The big step up to $54 million marks the first phase of construction.
Actual groundbreaking and construction of new buildings will begin in
2006. Construction will include half a mile of tunnel and 100,000 square
feet of work space, including underground experimental halls and a
central laboratory office support building.
“The funding this fiscal year, will go to accelerate engineering design
and buy the first components. [Progress] requires a big step upward in
activity this year,” Galayda said.
Thirty million dollars goes to long-lead procurement—buying components
that are needed early on to meet the overall schedule. SLAC will
transfer funds to Argonne to buy raw materials and supervise
construction of specialized undulator magnets to induce the electron
beam from SLAC’s linear accelerator (linac) to emit X-rays. SLAC will
build a magnet measurement facility to test, adjust and align the
complex magnet structures.
Another task in the early phase will be to build an injector to produce
an intense electron beam ready to travel at nearly the speed of light
down the last third of SLAC’s two-mile linac. The LCLS will not
interfere with operation of the B Factory, the Lab’s primary high energy
Project engineering and design will continue this year with $20 million
of the funds, with $4 million remaining for research and development,
primarily into X-ray optics and diagnostics. The project total is
approximately $315 million.
“In parallel with the construction effort, we’re also planning the
experimental program,” said SSRL Director Keith Hodgson.
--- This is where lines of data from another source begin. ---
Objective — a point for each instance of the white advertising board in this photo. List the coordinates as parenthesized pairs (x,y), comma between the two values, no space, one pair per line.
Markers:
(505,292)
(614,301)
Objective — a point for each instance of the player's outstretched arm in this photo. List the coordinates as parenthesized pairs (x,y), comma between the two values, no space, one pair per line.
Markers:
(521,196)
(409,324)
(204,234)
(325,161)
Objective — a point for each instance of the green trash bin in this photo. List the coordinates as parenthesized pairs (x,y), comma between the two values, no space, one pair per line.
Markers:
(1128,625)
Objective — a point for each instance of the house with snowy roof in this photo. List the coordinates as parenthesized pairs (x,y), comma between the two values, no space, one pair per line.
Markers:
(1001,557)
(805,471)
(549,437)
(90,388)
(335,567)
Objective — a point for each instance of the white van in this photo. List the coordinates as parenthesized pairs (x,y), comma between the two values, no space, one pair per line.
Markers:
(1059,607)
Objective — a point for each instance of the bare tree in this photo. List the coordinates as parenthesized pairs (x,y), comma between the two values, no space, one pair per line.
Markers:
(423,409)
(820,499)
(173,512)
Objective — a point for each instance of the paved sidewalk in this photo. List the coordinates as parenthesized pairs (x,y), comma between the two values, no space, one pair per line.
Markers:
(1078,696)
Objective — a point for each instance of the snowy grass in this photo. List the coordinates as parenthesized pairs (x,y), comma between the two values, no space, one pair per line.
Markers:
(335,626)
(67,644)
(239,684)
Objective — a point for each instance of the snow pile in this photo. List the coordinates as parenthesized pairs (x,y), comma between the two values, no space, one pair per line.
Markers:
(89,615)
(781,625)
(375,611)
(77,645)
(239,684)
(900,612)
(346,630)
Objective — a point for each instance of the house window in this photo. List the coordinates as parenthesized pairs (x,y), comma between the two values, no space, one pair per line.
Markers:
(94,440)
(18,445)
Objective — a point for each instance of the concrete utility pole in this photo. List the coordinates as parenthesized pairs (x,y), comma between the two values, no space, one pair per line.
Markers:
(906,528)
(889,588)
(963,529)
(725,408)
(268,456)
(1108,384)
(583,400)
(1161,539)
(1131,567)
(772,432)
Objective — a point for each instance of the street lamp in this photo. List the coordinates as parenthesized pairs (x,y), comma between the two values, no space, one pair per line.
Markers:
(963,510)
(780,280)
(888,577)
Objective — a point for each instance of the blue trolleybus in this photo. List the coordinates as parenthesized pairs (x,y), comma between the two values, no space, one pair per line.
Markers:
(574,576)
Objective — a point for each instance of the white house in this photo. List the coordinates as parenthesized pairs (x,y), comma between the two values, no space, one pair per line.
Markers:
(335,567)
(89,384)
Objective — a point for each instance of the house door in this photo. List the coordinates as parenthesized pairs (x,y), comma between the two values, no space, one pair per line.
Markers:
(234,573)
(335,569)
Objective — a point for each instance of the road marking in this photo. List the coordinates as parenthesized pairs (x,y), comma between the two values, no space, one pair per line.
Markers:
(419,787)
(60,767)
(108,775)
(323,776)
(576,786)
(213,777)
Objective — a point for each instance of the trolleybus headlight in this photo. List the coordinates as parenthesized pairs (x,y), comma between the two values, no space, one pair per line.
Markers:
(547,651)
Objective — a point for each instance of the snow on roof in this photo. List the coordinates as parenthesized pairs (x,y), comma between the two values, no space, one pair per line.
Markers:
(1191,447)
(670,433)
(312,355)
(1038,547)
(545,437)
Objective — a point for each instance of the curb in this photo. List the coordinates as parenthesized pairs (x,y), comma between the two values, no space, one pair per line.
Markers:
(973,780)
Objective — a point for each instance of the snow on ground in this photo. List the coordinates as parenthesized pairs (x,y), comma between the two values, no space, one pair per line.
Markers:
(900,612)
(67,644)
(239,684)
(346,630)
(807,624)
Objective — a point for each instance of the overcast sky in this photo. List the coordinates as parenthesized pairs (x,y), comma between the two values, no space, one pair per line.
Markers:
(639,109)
An international scientific advisory committee evaluated and ranked
proposals for the initial suite of instruments. Working in close
cooperation with researchers who will use LCLS, the project is beginning
R&D and design on the instruments using $1.5 million of additional
funding provided by DOE
Stanford, in close cooperation with SLAC, is preparing to take advantage
of the unique research capabilities of LCLS with a new center for
ultrafast science that will share the LCLS facility. The DOE awarded
$4.7 million for three years, and the W. M. Keck Foundation in early
January awarded Stanford $1 million for developing research programs in
“The LCLS offers a new opportunity for Stanford to build research
programs that will strengthen the ties between SLAC and the main campus
in very substantial ways,” said Arthur Bienenstock, former SSRL director
and vice provost and dean of research and graduate policy at Stanford.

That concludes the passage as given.